Key faculty involved in the initiative, Religious Studies & Anthropology Head James Mullens and Assistant Prof. Lorne Holyoak say there’s no doubt there is ample demand from students and sufficient interest from faculty in departments like their own, sociology, political studies, history and others.
And Mullens and Holyoak say the fact that the U of S already hosts hundreds of Chinese visa students, has faculty strength in Asian Studies, and has internationalization as one of the goals of its new Integrated Plan, makes the move a natural one.
Students pursuing Asian Studies could proceed on to careers in international business or the foreign service, Mullens says.
He notes, “People in Saskatchewan don’t realize that we’re a Pacific Rim nation. And one million Canadians have a Chinese background.” China is currently reaching out to partner with the West in business and higher education, and Mullens thinks the U of S is perfectly positioned to do that.
Over the past few years, he, Holyoak and other faculty have been steadily trying to build capacity in Asian Studies. This spring, as they’ve done for the past few years, they will host two visiting Chinese scholars who will teach here for a number of weeks. And they will offer the third annual six-credit-unit combined intersession U of S course May 16-27 and study tour to China May 30-June 27.
In the College of Arts and Science Integrated Plan for 2003-07 and its Humanities & Fine Arts Division planning documents, the Asian Studies initiative is mentioned favourably in the “Major Initiatives & Commitments” section. Mullens notes that now there is a larger push to create a U of S School of International Studies, and perhaps Asian Studies could fit into that.
College documents note that “four of the five permanent faculty (in Religious Studies and Anthropology) have expertise in Asian Studies” – and Associate Dean Judith Rice Henderson says, “There is some favour for Asian Studies in the College, but we’re not sure what form it may take.”
Mullens says, “Our concern is that it doesn’t slide backwards on the agenda.
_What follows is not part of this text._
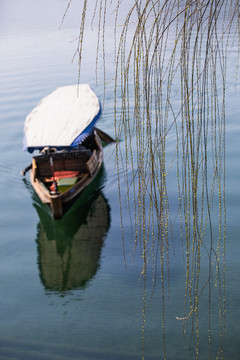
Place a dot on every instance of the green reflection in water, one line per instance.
(69, 249)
All the major universities have (Asian Studies).”
Mullens sees a broad range of U of S strengths gaining from increased ties to China through an Asian Studies program, including agriculture, biotechnology, fine art, physics, commerce, education and others.
He, Holyoak and other faculty are doing their best to make sure the idea moves forward. Regardless of lack of support for a formal Asian Studies program, they say they plan to offer a full term abroad in China starting next January. Holyoak says the response of the students on the intersession China study tours has been enthusiastic, and they want more time there and more opportunity to interact with Chinese families – and the term abroad will provide for more in-depth study.
“We’re building all the necessary strength to carry Asian Studies on here,” Mullens says.